Cast (from 24 February 2026)
- Adrianne Langley as Catherine of Aragon (Titanique)
- Marisha Morgan as Anne Boleyn (Tina – The Tina Turner Musical)
- Jessica Aubrey as Jane Seymour (Wicked)
- Freya Karlettis as Anna of Cleves (The Lion King)
- Leesa Tulley as Katherine Howard (Why Am I So Single?)
- Nia Stephen as Catherine Parr (& Juliet)
- Tegan Bannister — Alternate Aragon & Cleves
- Mary Elliott — Alternate Boleyn & Howard
- Ashlyn Weekes — Alternate Seymour & Parr
- Laura Baxter, Gabs Boumford, Imogen Rose Hart — Super Swings
Cast information correct at time of publication and subject to change. Confirm current cast on the official SIX London website.
The Ladies in Waiting (band)
- Beth Jerem — Musical Director / Keys
- Alice Angliss — Drums
- Emma Jemima — Guitar
- Kelly Morris — Bass
- Annabelle Lee Revak — Assistant Musical Director
Creative team
- Music, lyrics & book: Toby Marlow and Lucy Moss
- Direction: Lucy Moss and Jamie Armitage
- Choreography: Carrie-Anne Ingrouille
- Set design: Emma Bailey
- Costume design: Gabriella Slade (Tony Award)

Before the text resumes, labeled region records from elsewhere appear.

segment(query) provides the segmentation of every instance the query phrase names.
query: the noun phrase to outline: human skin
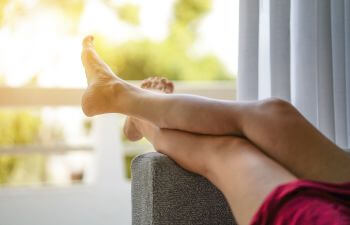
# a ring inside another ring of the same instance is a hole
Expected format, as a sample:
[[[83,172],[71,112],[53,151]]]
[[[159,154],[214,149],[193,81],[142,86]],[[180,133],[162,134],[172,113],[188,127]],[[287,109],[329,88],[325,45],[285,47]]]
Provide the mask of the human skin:
[[[133,118],[157,151],[213,182],[239,224],[248,224],[266,195],[282,183],[350,181],[349,155],[288,102],[222,101],[138,88],[100,59],[91,36],[84,39],[82,61],[88,80],[85,114]]]

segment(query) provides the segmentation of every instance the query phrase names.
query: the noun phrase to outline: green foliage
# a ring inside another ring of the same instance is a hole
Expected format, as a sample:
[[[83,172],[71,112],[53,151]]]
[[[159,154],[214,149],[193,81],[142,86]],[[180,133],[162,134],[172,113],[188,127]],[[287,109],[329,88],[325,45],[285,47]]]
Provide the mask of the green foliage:
[[[143,39],[116,44],[95,35],[97,51],[115,73],[127,80],[156,75],[171,80],[231,79],[216,56],[189,54],[196,40],[195,22],[210,8],[211,0],[178,0],[169,35],[164,41]]]
[[[212,0],[178,0],[175,3],[175,20],[189,25],[198,21],[212,7]]]
[[[32,144],[38,140],[41,120],[27,111],[0,111],[0,146]],[[0,184],[39,181],[44,174],[45,157],[1,156]]]
[[[123,4],[117,7],[117,15],[119,19],[131,24],[131,25],[139,25],[139,7],[134,4]]]
[[[114,45],[97,37],[95,43],[102,58],[123,79],[142,80],[154,75],[171,80],[230,79],[215,56],[194,57],[169,41],[138,40]]]

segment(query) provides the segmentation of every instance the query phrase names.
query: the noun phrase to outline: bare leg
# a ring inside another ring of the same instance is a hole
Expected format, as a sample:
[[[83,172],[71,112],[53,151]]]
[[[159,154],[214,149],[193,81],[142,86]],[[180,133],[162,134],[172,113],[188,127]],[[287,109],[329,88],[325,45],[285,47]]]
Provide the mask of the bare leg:
[[[329,182],[350,180],[349,155],[289,103],[219,101],[143,90],[117,78],[99,59],[89,38],[84,46],[82,57],[89,88],[82,105],[87,115],[119,112],[161,128],[243,136],[299,177]]]
[[[249,224],[275,187],[296,179],[242,138],[160,129],[140,120],[136,126],[158,151],[217,186],[240,225]]]

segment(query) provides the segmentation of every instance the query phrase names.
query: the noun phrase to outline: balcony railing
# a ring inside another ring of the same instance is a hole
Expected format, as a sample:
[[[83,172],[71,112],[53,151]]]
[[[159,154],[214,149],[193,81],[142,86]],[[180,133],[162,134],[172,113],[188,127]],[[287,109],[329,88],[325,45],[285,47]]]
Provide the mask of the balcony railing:
[[[136,85],[139,82],[132,82]],[[233,81],[176,82],[176,93],[235,99]],[[0,87],[1,108],[80,106],[83,89]],[[2,154],[60,154],[94,151],[95,182],[67,188],[0,189],[0,224],[131,224],[130,184],[124,178],[120,129],[121,115],[96,116],[92,145],[0,147]]]

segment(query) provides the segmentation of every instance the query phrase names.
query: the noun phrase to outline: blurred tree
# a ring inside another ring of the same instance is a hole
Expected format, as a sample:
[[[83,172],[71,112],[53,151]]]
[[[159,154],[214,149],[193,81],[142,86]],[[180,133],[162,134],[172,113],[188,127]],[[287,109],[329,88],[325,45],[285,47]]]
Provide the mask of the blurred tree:
[[[28,111],[0,111],[0,146],[33,144],[38,141],[41,119]],[[42,155],[0,157],[0,184],[42,181],[45,173]]]
[[[130,3],[117,7],[117,15],[119,19],[135,26],[140,24],[139,11],[140,9],[137,5]]]
[[[97,51],[123,79],[142,80],[154,75],[172,80],[232,79],[216,56],[190,54],[197,24],[210,11],[211,2],[177,0],[169,35],[162,42],[143,39],[115,44],[97,34]]]

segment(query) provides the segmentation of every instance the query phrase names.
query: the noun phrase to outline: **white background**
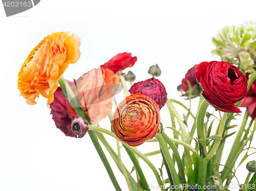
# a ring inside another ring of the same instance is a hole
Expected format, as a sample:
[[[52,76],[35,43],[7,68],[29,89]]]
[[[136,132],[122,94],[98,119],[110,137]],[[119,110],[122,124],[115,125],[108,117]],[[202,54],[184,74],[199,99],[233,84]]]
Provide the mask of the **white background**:
[[[56,128],[47,99],[40,97],[36,105],[30,106],[19,96],[18,71],[45,36],[70,31],[80,37],[81,57],[64,73],[67,79],[77,79],[127,51],[138,57],[135,65],[124,70],[132,70],[136,82],[150,78],[148,67],[158,63],[162,69],[158,79],[168,98],[188,106],[176,89],[187,70],[202,61],[220,60],[210,53],[212,37],[225,25],[256,21],[255,6],[254,1],[42,0],[33,9],[7,18],[0,5],[0,190],[114,190],[89,136],[80,139],[66,137]],[[119,102],[123,99],[122,92],[117,98]],[[195,114],[198,102],[193,100]],[[182,115],[184,110],[177,108]],[[166,106],[161,117],[164,127],[170,126]],[[242,118],[238,118],[240,126]],[[108,125],[108,117],[100,122],[100,125]],[[115,140],[106,138],[116,150]],[[224,162],[234,138],[233,135],[227,141]],[[145,153],[159,150],[159,146],[146,143],[139,150]],[[121,151],[130,171],[132,163],[123,148]],[[107,152],[106,155],[122,190],[127,190],[124,178]],[[148,158],[157,169],[160,167],[159,155]],[[157,185],[151,169],[140,162],[148,184]],[[237,171],[240,183],[247,174],[245,164]]]

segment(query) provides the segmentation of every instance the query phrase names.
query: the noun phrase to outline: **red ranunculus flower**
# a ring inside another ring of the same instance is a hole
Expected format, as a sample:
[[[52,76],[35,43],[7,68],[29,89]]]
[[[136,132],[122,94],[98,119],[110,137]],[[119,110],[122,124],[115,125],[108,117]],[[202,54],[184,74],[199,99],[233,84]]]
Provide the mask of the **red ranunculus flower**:
[[[72,88],[74,83],[67,81]],[[53,102],[50,104],[50,108],[52,109],[51,114],[58,129],[60,129],[66,136],[76,137],[77,136],[72,132],[70,128],[74,116],[71,115],[69,110],[69,100],[65,98],[62,93],[63,93],[61,88],[58,87],[54,93]]]
[[[162,82],[154,78],[135,83],[129,92],[131,94],[139,93],[148,96],[156,102],[160,109],[167,100],[165,87]]]
[[[247,80],[237,67],[226,62],[203,62],[196,76],[211,106],[223,112],[241,112],[234,104],[247,94]]]
[[[137,57],[132,56],[132,53],[119,53],[109,61],[101,65],[104,68],[109,68],[116,74],[118,71],[123,70],[127,67],[131,67],[137,61]]]
[[[187,84],[188,81],[190,83],[192,87],[193,98],[195,98],[200,94],[201,87],[198,83],[197,78],[196,78],[196,68],[198,66],[198,65],[196,64],[187,71],[185,75],[185,78],[181,81],[181,84],[177,87],[177,89],[179,91],[184,93],[182,95],[183,96],[188,96],[189,88]]]
[[[246,78],[248,79],[249,73],[246,73]],[[247,96],[243,100],[240,107],[248,107],[250,116],[254,119],[256,117],[256,80],[251,84]]]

- Lighting design: Tim Deiling
- Sound design: Paul Gatehouse
- Orchestrations: Tom Curran
- Music supervision & vocal arrangements: Joe Beighton
Getting there
- Tube: Charing Cross (Bakerloo, Northern lines) — 5 minute walk
- Alternative: Embankment (4 min), Covent Garden (8 min), Temple (8 min)

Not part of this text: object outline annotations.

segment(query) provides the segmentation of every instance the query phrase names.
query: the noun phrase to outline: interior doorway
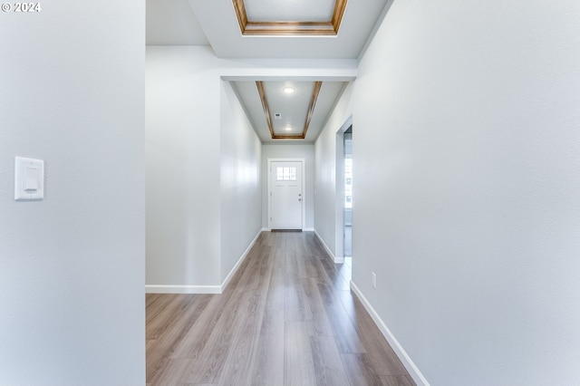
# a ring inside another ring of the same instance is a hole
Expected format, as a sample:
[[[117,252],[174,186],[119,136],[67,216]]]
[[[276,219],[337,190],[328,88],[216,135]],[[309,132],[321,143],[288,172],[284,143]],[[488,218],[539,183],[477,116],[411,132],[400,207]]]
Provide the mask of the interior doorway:
[[[343,136],[344,149],[344,198],[343,200],[343,251],[344,258],[353,256],[353,126]]]

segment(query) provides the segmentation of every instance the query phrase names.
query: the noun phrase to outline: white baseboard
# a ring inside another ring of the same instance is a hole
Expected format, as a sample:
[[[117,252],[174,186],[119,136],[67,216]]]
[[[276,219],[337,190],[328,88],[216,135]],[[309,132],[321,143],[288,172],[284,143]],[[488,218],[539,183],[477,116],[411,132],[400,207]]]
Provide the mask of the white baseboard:
[[[220,285],[145,285],[145,294],[221,294]]]
[[[320,235],[318,235],[318,232],[316,232],[315,229],[314,229],[314,235],[316,235],[316,238],[318,238],[318,240],[320,240],[320,242],[322,243],[323,246],[326,250],[326,253],[330,256],[330,257],[333,259],[333,262],[334,264],[343,264],[343,263],[344,263],[344,257],[336,257],[334,256],[334,254],[333,253],[333,251],[328,247],[326,243],[324,243],[324,240],[323,240],[323,237]]]
[[[262,233],[262,230],[260,230],[257,235],[256,235],[256,237],[254,237],[254,239],[252,240],[252,242],[250,243],[250,245],[247,246],[247,248],[246,248],[246,250],[244,251],[244,254],[242,254],[242,256],[237,260],[237,263],[236,263],[236,265],[234,265],[234,267],[231,269],[231,271],[229,271],[229,274],[227,275],[227,276],[226,276],[226,278],[224,279],[224,281],[221,284],[221,291],[223,292],[226,289],[226,286],[227,285],[227,284],[229,283],[229,281],[232,279],[232,277],[234,276],[234,275],[236,274],[236,272],[237,271],[237,268],[239,268],[239,265],[242,264],[242,262],[244,261],[244,259],[246,257],[247,257],[247,254],[250,253],[250,250],[252,249],[252,246],[254,246],[254,244],[256,244],[256,241],[257,240],[257,237],[260,236],[260,234]],[[221,294],[221,292],[220,292]]]
[[[145,285],[146,294],[222,294],[226,289],[226,286],[231,280],[232,276],[236,274],[244,259],[247,256],[252,246],[256,244],[256,241],[260,236],[262,230],[260,230],[254,240],[250,243],[249,246],[246,248],[242,256],[237,260],[237,263],[229,271],[229,274],[224,279],[221,285]]]
[[[358,297],[358,299],[361,301],[364,309],[369,313],[369,314],[374,321],[374,323],[377,325],[377,327],[379,327],[379,330],[385,337],[389,344],[391,344],[391,347],[392,347],[392,350],[399,357],[399,360],[401,360],[402,365],[405,366],[405,369],[407,369],[407,372],[409,372],[409,375],[411,375],[413,381],[415,381],[415,383],[417,383],[418,386],[430,386],[425,377],[423,377],[423,374],[420,373],[415,363],[413,363],[413,362],[411,360],[411,357],[407,354],[401,343],[399,343],[397,338],[395,338],[391,330],[389,330],[389,327],[387,327],[384,322],[382,322],[382,319],[381,319],[377,312],[374,311],[372,305],[371,305],[359,287],[357,287],[352,280],[351,289],[353,290],[356,297]]]

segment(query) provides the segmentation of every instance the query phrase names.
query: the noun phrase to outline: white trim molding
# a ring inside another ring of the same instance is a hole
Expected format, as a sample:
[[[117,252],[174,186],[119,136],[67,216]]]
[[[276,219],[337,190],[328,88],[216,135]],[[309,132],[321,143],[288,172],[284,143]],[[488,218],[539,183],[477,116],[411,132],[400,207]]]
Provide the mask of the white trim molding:
[[[256,235],[256,237],[254,237],[254,239],[252,240],[250,245],[247,246],[247,248],[246,248],[246,250],[242,254],[242,256],[237,260],[237,263],[236,263],[236,265],[231,269],[231,271],[229,271],[229,274],[227,275],[227,276],[226,276],[226,278],[224,279],[224,281],[221,284],[221,286],[220,286],[221,287],[221,292],[223,292],[226,289],[226,286],[227,286],[227,284],[229,283],[229,281],[232,279],[234,275],[236,275],[236,272],[237,272],[237,269],[241,265],[241,264],[244,261],[244,259],[246,259],[246,257],[247,257],[247,255],[250,253],[250,250],[252,249],[252,247],[254,246],[254,244],[256,244],[256,242],[257,241],[257,238],[260,236],[261,234],[262,234],[262,231],[259,231],[257,233],[257,235]],[[221,294],[221,292],[220,292],[220,294]]]
[[[241,257],[237,260],[237,263],[236,263],[231,271],[229,271],[229,274],[226,276],[221,285],[145,285],[145,294],[222,294],[231,278],[239,269],[244,259],[247,257],[247,255],[250,253],[250,250],[263,231],[264,230],[261,229],[257,235],[256,235],[254,240],[252,240],[248,247],[246,248],[246,251],[244,251]]]
[[[145,294],[221,294],[221,285],[145,285]]]
[[[418,386],[430,386],[423,374],[421,374],[421,372],[419,371],[419,368],[417,368],[417,366],[411,360],[411,357],[407,354],[399,341],[397,341],[397,338],[395,338],[389,327],[387,327],[387,325],[384,323],[382,319],[381,319],[374,308],[372,308],[372,305],[371,305],[359,287],[357,287],[352,280],[351,289],[353,290],[356,297],[361,301],[364,309],[369,313],[369,314],[374,321],[374,323],[377,325],[377,327],[379,327],[379,330],[387,340],[389,344],[391,344],[391,347],[399,357],[399,360],[401,361],[402,365],[405,366],[405,369],[407,369],[407,372],[409,372],[409,375],[411,375],[415,383],[417,383]]]

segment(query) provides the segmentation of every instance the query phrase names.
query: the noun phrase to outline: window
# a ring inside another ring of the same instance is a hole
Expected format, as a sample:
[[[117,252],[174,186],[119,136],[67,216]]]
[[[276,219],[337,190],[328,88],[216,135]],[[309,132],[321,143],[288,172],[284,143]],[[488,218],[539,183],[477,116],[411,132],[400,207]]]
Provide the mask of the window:
[[[295,167],[282,167],[279,166],[276,170],[276,181],[295,181],[296,180],[296,168]]]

- Mainline rail: Charing Cross — 5 minute walk
- Bus: Routes 6, 9, 11, 13, 15, 23, 87, 91, 139, 176 stop on the Strand
- Parking: Q-Park Trafalgar — 5 minute walk; St Martin's Lane Hotel parking — 5 minute walk
About the Vaudeville Theatre
The Vaudeville Theatre opened on the Strand in 1870 and is one of the West End's most charming small-to-mid-sized venues, with a capacity of around 690 across three levels. The Edwardian interior was extensively refurbished in 1996 and again in the 2010s. The Nimax-owned Vaudeville has hosted classics from Noises Off to A View from the Bridge, and the intimate auditorium suits SIX particularly well — the closeness between Queens and audience is part of why the pop-concert frame works.
Accessibility
The Vaudeville offers wheelchair-accessible seating, accessible toilets, companion seating, elevator access to the auditorium, and hearing assistance. Wheelchair spaces are limited at this intimate Edwardian venue. Access bookings can be made via the dedicated access line on 0330 333 4815 or via email. BSL-interpreted, captioned, and audio-described performances are scheduled regularly throughout the run — confirm dates on the official SIX London website.
Producers
The London production is produced by Kenny Wax Ltd, Wendy & Andy Barnes, and George Stiles. SIX is currently the most-produced new British musical of the past decade, with productions running on Broadway, in Australia, and on tour internationally.